With sleep firmly in the second spot of importance and its overall value so deeply embedded in our body value, how can you use the Microsoft Band to improve? As part of its sleep tracking capability, the Microsoft Band offers data for sleep efficiency and sleep restoration.
Microsoft attaches a calculation to the amount of time you spend sleeping versus the time you actually spend in bed. This is essentially the amount of time it takes you to fall asleep after hitting the sack, and the number of times you woke during the night. The Microsoft Band determines your sleep state based on body movement and heart rate – so it knows when you’re getting good sleep versus a tumultuous sleep session.
You can improve your sleep efficiency, i.e., your ability to sleep (and, in turn get better sleep) by doing things like limiting stress, lowering the room temperature, reading a book in bed instead of watching TV, and covering gadgets with obtrusive LEDs, among other things. The idea is to develop different pre-sleep habits and eliminate good sleep stressors. People tend to think that since sleep is a natural body function there should be nothing to it. But, just like anything, it takes practice to get it right.
Sleep restores your body’s resources by helping it recover from physical and emotional stress factors. Restoration starts to occur when your body reaches a level of lowered activity. This lowered activity level doesn’t necessarily need to be actual sleep (you can capture some restoration just resting in a chair), but sleep creates the most concentrated form of restoration. Your body needs sleep, and as noted already, without it your body functions start to break down and your fitness gains and goals are more difficult to obtain.

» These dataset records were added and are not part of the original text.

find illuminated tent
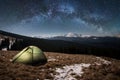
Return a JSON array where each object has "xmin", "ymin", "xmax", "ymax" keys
[{"xmin": 12, "ymin": 46, "xmax": 47, "ymax": 65}]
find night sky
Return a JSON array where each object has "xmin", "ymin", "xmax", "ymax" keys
[{"xmin": 0, "ymin": 0, "xmax": 120, "ymax": 36}]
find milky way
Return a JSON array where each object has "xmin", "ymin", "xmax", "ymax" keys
[{"xmin": 0, "ymin": 0, "xmax": 120, "ymax": 36}]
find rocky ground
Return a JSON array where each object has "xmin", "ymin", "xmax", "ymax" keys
[{"xmin": 0, "ymin": 51, "xmax": 120, "ymax": 80}]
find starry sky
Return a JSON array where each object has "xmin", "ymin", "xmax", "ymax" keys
[{"xmin": 0, "ymin": 0, "xmax": 120, "ymax": 36}]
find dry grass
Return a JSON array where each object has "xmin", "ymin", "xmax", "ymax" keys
[{"xmin": 0, "ymin": 51, "xmax": 120, "ymax": 80}]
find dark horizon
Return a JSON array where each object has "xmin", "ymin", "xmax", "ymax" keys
[{"xmin": 0, "ymin": 0, "xmax": 120, "ymax": 36}]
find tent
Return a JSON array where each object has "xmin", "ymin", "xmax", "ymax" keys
[{"xmin": 12, "ymin": 46, "xmax": 47, "ymax": 65}]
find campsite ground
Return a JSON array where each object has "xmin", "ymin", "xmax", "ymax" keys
[{"xmin": 0, "ymin": 51, "xmax": 120, "ymax": 80}]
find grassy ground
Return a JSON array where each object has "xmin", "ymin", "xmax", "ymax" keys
[{"xmin": 0, "ymin": 51, "xmax": 120, "ymax": 80}]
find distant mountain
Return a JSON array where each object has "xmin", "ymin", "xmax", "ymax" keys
[{"xmin": 64, "ymin": 32, "xmax": 91, "ymax": 37}]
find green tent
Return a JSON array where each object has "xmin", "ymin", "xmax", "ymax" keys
[{"xmin": 12, "ymin": 46, "xmax": 47, "ymax": 65}]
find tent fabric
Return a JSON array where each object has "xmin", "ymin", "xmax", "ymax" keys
[{"xmin": 12, "ymin": 46, "xmax": 47, "ymax": 65}]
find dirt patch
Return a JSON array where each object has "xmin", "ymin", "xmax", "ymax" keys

To get optimal restoration you need both a sufficient amount of sleep and high sleep quality. Good luck getting both at the same time in today’s world, right?
To highlight, it’s about sufficient amount of sleep and high sleep quality. Sleeping longer doesn’t necessarily mean you will get better sleep. You should structure your sleep to ensure you get just the right amount without overdoing it. Ever slept in on a Saturday and then felt tired and listless the rest of the day? Yes, you can get too much sleep.
The Microsoft Health dashboard gives you some insight into your sleep restoration capabilities, by assigning a value to your Microsoft Band-tracked sleep session. This value (poor to excellent) is primarily based on the amount of Restful Sleep you were able to obtain on any given night. Restful sleep is the deeper, restorative phases of sleep that your body needs to replenish and repair.
A lot of Microsoft Band owners look at Sleep Efficiency and Sleep Restoration as two separate things – just because they are listed separately in the Microsoft Health dashboard. But, in reality, the need to be use together to get the full picture. Optimum sleep restoration will come as a result of improving sleep efficiency through those (and more) suggestions I made previously. We all have our specific stressors, both physical and emotionally. Identifying them and then figuring out how to eliminate them is a big key to improving the second most important piece for overall fitness health.